# SEAL Sniper slingshot with the Night Stalker flashlight attachment



## Bill Hays (Aug 9, 2010)

I've had this one done for a while... but I thought I'd better post this to clear up a bit of confusion. 
Some have thought that the Nightstalker flashlight attachment is the pinky hole... it is not.
These slingshots, when made from G10, are very strong so intricate shapes, designs and attachment points can be crafted directly onto the slingshot itself... and the attachment is very solid.


----------



## hawk2009 (Dec 30, 2009)

Very good Bill I like it.


----------



## slingshot_sniper (Feb 20, 2011)

+1


----------



## Tex-Shooter (Dec 17, 2009)

With my thin hands (no padding) it hurts my fingers (tendons) when shooting an ergonomic style slingshot. I think that Mr. Hays ingenuity has come up with a solution again, by adding thickness in the right places. Great job Bill. -- Tex-Shooter


----------



## M.J (Nov 1, 2010)

That's a cool video!
Good idea on the flashlight attachment.


----------



## Rayshot (Feb 1, 2010)

Good job Bill and when Tex makes a compliment that is a good source of praise.


----------



## JoergS (Dec 17, 2009)

Nice work! G10 is really a strong material.
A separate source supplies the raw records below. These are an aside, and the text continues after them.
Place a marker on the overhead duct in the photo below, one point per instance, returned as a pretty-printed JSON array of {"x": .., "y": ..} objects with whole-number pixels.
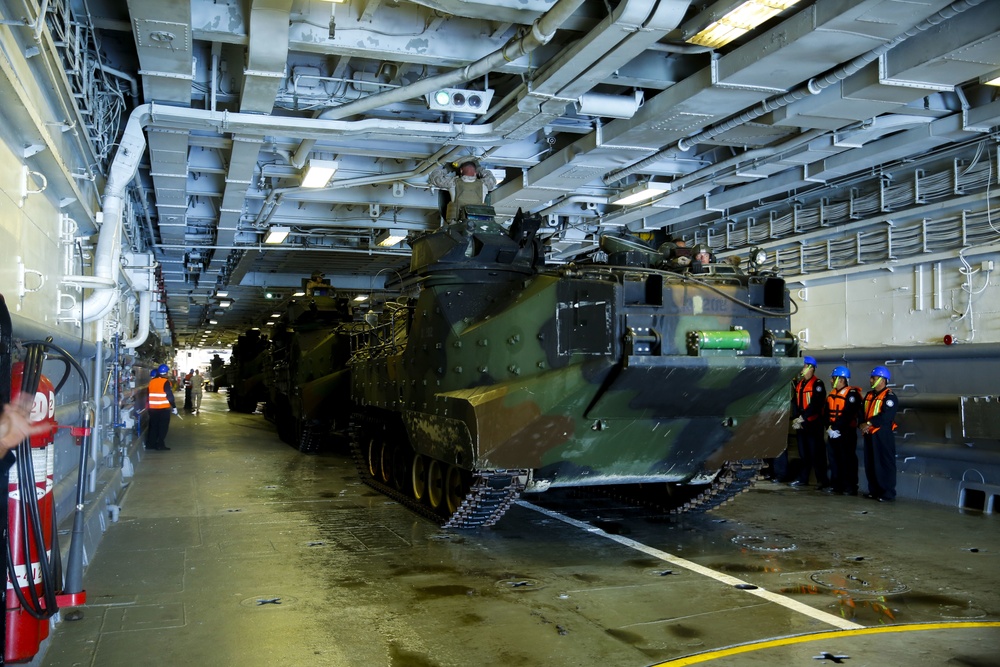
[
  {"x": 609, "y": 106},
  {"x": 541, "y": 32}
]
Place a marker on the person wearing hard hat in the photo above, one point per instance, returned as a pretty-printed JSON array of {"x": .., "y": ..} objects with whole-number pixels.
[
  {"x": 160, "y": 405},
  {"x": 808, "y": 405},
  {"x": 843, "y": 410},
  {"x": 468, "y": 185},
  {"x": 701, "y": 257},
  {"x": 879, "y": 428}
]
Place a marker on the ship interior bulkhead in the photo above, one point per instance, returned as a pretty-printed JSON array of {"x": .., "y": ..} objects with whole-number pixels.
[{"x": 159, "y": 205}]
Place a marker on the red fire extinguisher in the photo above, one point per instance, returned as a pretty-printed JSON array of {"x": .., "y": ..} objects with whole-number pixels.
[{"x": 31, "y": 577}]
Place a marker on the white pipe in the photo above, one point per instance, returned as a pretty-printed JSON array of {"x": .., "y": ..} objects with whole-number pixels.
[
  {"x": 938, "y": 297},
  {"x": 108, "y": 252},
  {"x": 143, "y": 332}
]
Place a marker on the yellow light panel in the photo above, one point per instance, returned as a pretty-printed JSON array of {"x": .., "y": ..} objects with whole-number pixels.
[{"x": 739, "y": 22}]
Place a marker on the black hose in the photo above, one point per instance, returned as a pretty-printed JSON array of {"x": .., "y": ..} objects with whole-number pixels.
[
  {"x": 51, "y": 570},
  {"x": 31, "y": 535}
]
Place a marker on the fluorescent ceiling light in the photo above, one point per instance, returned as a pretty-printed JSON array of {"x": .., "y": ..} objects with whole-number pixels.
[
  {"x": 389, "y": 237},
  {"x": 641, "y": 192},
  {"x": 276, "y": 234},
  {"x": 318, "y": 173},
  {"x": 739, "y": 21}
]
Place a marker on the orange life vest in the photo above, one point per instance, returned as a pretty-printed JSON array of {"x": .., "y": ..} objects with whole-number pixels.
[
  {"x": 803, "y": 396},
  {"x": 873, "y": 406},
  {"x": 158, "y": 394},
  {"x": 836, "y": 402}
]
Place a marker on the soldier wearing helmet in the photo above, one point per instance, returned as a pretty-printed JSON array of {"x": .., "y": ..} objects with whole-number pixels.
[
  {"x": 808, "y": 406},
  {"x": 843, "y": 410},
  {"x": 468, "y": 183},
  {"x": 701, "y": 257},
  {"x": 879, "y": 428},
  {"x": 160, "y": 405}
]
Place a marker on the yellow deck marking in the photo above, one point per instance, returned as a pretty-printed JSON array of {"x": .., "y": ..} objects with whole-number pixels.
[
  {"x": 788, "y": 603},
  {"x": 822, "y": 636}
]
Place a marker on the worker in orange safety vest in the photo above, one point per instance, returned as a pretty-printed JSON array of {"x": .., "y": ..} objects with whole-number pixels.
[
  {"x": 880, "y": 439},
  {"x": 160, "y": 406},
  {"x": 808, "y": 406}
]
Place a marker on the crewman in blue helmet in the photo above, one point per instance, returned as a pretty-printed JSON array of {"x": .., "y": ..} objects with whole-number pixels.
[
  {"x": 879, "y": 429},
  {"x": 843, "y": 410},
  {"x": 161, "y": 404},
  {"x": 808, "y": 406}
]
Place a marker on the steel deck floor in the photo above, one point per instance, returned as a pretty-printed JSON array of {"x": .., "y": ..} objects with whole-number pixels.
[{"x": 234, "y": 549}]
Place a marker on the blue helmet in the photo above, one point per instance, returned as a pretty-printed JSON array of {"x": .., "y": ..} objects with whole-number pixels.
[
  {"x": 841, "y": 371},
  {"x": 881, "y": 371}
]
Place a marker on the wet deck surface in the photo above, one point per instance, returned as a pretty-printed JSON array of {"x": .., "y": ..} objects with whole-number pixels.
[{"x": 234, "y": 549}]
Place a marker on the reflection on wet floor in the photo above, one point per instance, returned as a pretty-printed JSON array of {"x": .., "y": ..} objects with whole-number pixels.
[{"x": 233, "y": 549}]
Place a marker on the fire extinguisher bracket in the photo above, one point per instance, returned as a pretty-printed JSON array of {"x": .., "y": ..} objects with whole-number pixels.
[{"x": 71, "y": 599}]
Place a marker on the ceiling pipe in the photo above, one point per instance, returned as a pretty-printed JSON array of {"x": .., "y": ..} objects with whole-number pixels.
[
  {"x": 108, "y": 252},
  {"x": 140, "y": 336},
  {"x": 541, "y": 32},
  {"x": 812, "y": 87}
]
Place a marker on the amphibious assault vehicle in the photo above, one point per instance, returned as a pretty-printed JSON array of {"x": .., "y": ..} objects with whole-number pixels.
[
  {"x": 245, "y": 373},
  {"x": 505, "y": 376},
  {"x": 308, "y": 390}
]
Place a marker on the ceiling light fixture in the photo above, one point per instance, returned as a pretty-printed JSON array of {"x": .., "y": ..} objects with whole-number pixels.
[
  {"x": 991, "y": 79},
  {"x": 276, "y": 234},
  {"x": 641, "y": 192},
  {"x": 460, "y": 99},
  {"x": 738, "y": 21},
  {"x": 318, "y": 173},
  {"x": 389, "y": 237}
]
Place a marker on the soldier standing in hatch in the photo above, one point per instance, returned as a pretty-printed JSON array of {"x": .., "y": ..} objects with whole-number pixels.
[
  {"x": 197, "y": 390},
  {"x": 701, "y": 257},
  {"x": 808, "y": 405},
  {"x": 880, "y": 440},
  {"x": 467, "y": 187},
  {"x": 843, "y": 408}
]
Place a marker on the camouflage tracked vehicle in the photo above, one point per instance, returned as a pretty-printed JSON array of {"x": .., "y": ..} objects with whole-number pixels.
[
  {"x": 217, "y": 375},
  {"x": 307, "y": 380},
  {"x": 502, "y": 377},
  {"x": 246, "y": 372}
]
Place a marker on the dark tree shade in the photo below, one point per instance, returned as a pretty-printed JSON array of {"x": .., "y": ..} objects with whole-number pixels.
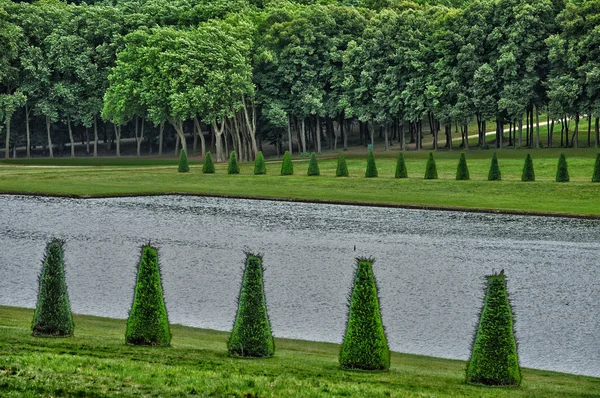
[
  {"x": 562, "y": 172},
  {"x": 259, "y": 164},
  {"x": 494, "y": 174},
  {"x": 371, "y": 166},
  {"x": 462, "y": 172},
  {"x": 494, "y": 360},
  {"x": 365, "y": 344},
  {"x": 431, "y": 169},
  {"x": 287, "y": 168},
  {"x": 148, "y": 323},
  {"x": 528, "y": 173},
  {"x": 209, "y": 166},
  {"x": 52, "y": 317},
  {"x": 233, "y": 167},
  {"x": 251, "y": 335}
]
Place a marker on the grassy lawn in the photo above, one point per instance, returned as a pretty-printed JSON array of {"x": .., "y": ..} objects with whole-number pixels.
[
  {"x": 97, "y": 363},
  {"x": 140, "y": 177}
]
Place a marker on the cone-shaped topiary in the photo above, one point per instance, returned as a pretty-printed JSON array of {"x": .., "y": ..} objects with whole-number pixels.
[
  {"x": 371, "y": 166},
  {"x": 287, "y": 168},
  {"x": 52, "y": 317},
  {"x": 208, "y": 167},
  {"x": 528, "y": 174},
  {"x": 148, "y": 323},
  {"x": 431, "y": 169},
  {"x": 233, "y": 167},
  {"x": 494, "y": 360},
  {"x": 562, "y": 172},
  {"x": 259, "y": 165},
  {"x": 251, "y": 335},
  {"x": 342, "y": 169},
  {"x": 313, "y": 166},
  {"x": 494, "y": 174},
  {"x": 183, "y": 166},
  {"x": 462, "y": 172},
  {"x": 365, "y": 344},
  {"x": 401, "y": 171}
]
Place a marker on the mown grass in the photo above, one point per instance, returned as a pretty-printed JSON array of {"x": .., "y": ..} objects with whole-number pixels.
[
  {"x": 578, "y": 197},
  {"x": 97, "y": 363}
]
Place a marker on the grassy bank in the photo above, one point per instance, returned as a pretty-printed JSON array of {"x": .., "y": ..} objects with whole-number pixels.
[
  {"x": 96, "y": 362},
  {"x": 127, "y": 177}
]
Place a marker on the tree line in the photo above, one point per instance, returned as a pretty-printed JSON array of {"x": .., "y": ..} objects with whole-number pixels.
[{"x": 301, "y": 76}]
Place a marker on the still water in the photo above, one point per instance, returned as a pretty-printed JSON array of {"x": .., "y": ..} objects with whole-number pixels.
[{"x": 430, "y": 267}]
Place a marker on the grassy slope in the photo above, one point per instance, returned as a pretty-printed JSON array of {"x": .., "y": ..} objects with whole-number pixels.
[
  {"x": 96, "y": 362},
  {"x": 577, "y": 197}
]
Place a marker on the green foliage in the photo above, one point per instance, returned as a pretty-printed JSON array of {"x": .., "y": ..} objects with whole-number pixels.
[
  {"x": 462, "y": 172},
  {"x": 494, "y": 360},
  {"x": 259, "y": 164},
  {"x": 342, "y": 167},
  {"x": 183, "y": 165},
  {"x": 371, "y": 166},
  {"x": 148, "y": 323},
  {"x": 209, "y": 166},
  {"x": 52, "y": 315},
  {"x": 365, "y": 343},
  {"x": 431, "y": 169},
  {"x": 313, "y": 166},
  {"x": 562, "y": 172},
  {"x": 233, "y": 167},
  {"x": 287, "y": 168},
  {"x": 251, "y": 335},
  {"x": 401, "y": 171},
  {"x": 494, "y": 174},
  {"x": 528, "y": 173}
]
Question: I think you said "900 lumen". I am going to do a review of the Fenix TK35, which is listed at "only" 825 lumen. I tried to find the Nightstalker specs online, and all I can find is a model by crossman that says 180 lumen.

Would you have a link for the one you are using? I am new to flashlights, but Aaron recommended the Fenix so I got that one. Of course I want the brightest on the market (that is still slingshot mountable).

Jörg


----------



## Bill Hays (Aug 9, 2010)

The attachment itself was jokingly referred to as a "nightstalker" flashlight mount in one of my videos... and the name kind of stuck. It wasn't about the flashlight itself.

The flashlight is an inexpensive Ultrafire type with a CREE 900 lumen head and a single mode tail switch which was traded out for the silly 5 mode one that came with it. The whole kit, flashlight, tail switch, recharger, 18650 and CR123 batteries cost about $40. I bought 5 of them at once and use one on my .410 skunk gun, one for the slingshot, and the other three got taken by the kids!

As for getting the brightest available... I'm no expert on flashlights either, but I have used them more than most people I suppose. Between doing building searches and looking for bad boys late at night while in the Sheriff's dept... and doing more than my fair share of night hunting for ***** and hogs... I've come to appreciate a bright light.

When in law enforcement about the best that was available at the time was the ultrastinger for reasonable everday carry, and for searching (when you knew about it in advance) a spotlight like a 500,000 or 1,000,000 candlepower would always do the the trick nicely. I also had a WolfEyes? HID light that was pretty nice as well.

With today's higher powered led flashlights, higher powered batteries and more compact units it seems the sky's the limit... but I've found the 900-1200 lumen range is really nice for what I want it for now. At that power the flashlight lights up all the way to the end of our pasture (250 yards) making all targets visible in my scope... and the battery life is reasonable at 45 - 60 minutes.

EDIT: I forgot to add a link to a flashlight that's like the one mounted on the slingshot! http://cgi.ebay.com/ULTRAFIRE-900-LUMEN-XML-T-6-CREE-LED-FLASHLIGHT-18650-/330569265755?pt=US_Flashlights&hash=item4cf776b25b#sf
and another: http://cgi.ebay.com/900lm-Lumen-CREE-M2-SSC-P7-LED-Flashlight-Charger-Set-/120725941376?pt=US_Flashlights&hash=item1c1bd3ac80#sf


----------



## Bill Hays (Aug 9, 2010)

This is the kind I have mounted on my night time setup Ruger 10/22: http://cgi.ebay.com/New-G-P-M900-Tactical-900-Lumens-CREE-R5-LED-Flashlight-/260803594878?pt=US_Flashlights&hash=item3cb91b0a7e#sf


----------